Jacques is stumped. I am too, but I think I’ll take a stab at it anyway. The worst that can happen is that I’m wrong, right? Warren, by the way, has a PhD in engineering as well as an MA in economics, so math is his forte (he is also the math reader for Econ Journal Watch).

I speculate that the percentage of his writing income has risen by 100%. I don’t see how it could be anything else. If you start out at zero, then even if Warren only made $1 this year an increase from $0 to $1 would have to be 100%, right?

Am I right? I need help.

Digression: Jacques is right that the Romans got along fine without the zero, but that’s not saying much. Here is Tocqueville:

If the Romans had been better acquainted with the laws of hydraulics, they would not have constructed all the aqueducts which surround the ruins of their cities – they would have made a better use of their power and their wealth. If they had invented the steam-engine, perhaps they would not have extended to the extremities of their empire those long artificial roads which are called Roman roads. These things are at once the splendid memorials of their ignorance and of their greatness. A people which should leave no other vestige of its track than a few leaden pipes in the earth and a few iron rods upon its surface, might have been more the master of nature than the Romans.

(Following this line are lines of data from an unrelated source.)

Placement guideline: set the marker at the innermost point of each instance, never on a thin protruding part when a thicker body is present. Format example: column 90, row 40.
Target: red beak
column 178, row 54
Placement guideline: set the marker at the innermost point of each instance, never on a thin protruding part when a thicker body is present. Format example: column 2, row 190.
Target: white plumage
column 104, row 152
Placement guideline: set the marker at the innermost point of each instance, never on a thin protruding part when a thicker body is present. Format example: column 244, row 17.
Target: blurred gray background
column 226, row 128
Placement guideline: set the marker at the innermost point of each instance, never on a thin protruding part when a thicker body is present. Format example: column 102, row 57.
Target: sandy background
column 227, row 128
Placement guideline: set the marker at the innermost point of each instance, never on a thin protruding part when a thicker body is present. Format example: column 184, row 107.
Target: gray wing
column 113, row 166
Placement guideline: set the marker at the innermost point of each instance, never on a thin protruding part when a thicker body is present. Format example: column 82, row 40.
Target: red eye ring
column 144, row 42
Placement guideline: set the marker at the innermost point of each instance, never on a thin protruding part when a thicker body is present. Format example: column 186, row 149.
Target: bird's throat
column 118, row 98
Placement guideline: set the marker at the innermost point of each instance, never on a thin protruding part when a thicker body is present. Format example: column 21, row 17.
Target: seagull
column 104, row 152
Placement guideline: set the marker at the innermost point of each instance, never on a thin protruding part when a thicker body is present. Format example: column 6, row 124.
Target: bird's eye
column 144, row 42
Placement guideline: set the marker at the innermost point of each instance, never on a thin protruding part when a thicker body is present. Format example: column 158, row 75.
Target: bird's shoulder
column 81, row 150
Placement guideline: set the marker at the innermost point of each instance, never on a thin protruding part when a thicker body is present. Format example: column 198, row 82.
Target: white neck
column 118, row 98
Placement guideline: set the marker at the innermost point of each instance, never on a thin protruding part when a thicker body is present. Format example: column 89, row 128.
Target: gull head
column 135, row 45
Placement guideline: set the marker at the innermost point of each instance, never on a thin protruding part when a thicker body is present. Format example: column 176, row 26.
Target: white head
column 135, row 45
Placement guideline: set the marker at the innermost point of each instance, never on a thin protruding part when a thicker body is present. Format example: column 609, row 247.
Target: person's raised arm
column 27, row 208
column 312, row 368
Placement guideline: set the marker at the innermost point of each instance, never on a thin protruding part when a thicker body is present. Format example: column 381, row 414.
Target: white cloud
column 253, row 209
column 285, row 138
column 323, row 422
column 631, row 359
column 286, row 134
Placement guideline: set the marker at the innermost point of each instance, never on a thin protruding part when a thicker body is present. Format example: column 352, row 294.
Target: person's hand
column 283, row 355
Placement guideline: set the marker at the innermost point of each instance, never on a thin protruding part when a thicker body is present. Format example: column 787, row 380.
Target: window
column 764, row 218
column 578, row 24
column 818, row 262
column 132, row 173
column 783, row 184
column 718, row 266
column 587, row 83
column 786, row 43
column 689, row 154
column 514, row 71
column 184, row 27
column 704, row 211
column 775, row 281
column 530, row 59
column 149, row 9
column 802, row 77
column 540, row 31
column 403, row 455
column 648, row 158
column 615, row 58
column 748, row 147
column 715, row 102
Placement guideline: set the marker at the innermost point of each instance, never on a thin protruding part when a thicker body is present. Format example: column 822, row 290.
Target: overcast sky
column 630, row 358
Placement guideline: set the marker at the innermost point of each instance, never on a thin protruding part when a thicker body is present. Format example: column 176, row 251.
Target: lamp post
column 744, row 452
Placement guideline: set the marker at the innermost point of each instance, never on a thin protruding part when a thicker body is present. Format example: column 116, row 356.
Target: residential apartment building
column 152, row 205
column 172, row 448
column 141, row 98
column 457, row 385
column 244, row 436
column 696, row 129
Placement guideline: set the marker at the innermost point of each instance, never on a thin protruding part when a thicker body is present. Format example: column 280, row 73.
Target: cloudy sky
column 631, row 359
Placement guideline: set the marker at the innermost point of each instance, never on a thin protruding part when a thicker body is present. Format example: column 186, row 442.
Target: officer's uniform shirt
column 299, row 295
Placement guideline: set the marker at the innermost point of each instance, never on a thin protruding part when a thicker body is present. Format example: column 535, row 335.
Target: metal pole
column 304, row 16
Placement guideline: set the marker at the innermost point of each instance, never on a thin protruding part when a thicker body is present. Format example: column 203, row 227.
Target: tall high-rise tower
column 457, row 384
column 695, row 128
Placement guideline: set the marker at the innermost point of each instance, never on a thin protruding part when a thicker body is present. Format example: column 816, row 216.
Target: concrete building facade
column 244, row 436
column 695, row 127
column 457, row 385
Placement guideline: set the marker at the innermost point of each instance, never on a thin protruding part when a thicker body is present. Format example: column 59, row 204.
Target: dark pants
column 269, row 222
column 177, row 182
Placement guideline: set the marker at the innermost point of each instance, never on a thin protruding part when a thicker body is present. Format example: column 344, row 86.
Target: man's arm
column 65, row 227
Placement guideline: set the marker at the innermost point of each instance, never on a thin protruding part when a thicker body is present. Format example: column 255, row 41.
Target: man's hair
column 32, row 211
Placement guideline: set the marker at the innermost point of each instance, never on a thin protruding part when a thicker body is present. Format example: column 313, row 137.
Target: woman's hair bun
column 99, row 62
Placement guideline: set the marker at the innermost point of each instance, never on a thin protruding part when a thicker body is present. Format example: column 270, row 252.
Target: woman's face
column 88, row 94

4 thoughts on “From the Comments: A Puzzle About Percentages

  1. It is undefined guys. A percentage is essentially just a fancy way to calculate a division of something and you can’t divide by zero. Well you can but not for practical purposes.

  2. Answer: division by zero is undefined and therefore no percentage can be calculated. Also, one is not “close enough to zero” as Jacques says if, for example, you’re measuring the width of your pencil in meters.

    A related example from economics: suppose the price of a cup of coffee rises by $0.001 and you continue to purchase 20 cups per week despite this rise. Does this example violate the law of demand? No, but not because $0.001 is “close to zero.” It’s because $0.001 is small compared to the threshold of your subjective perception which might be $0.10.

  3. I am always eager to learn from my better. It the practical case that preoccupied me though the correct answer is not better than my own incorrect one.

    As to the Romans: with no zero, they managed to build bridges and aqueducts that did the job well and were pleasing to the eye. One beautiful example is still standing and it could be functional in southern France. (Le Pont du Gard.) However, if I had to vote, I would definitely vote in favor of the zero.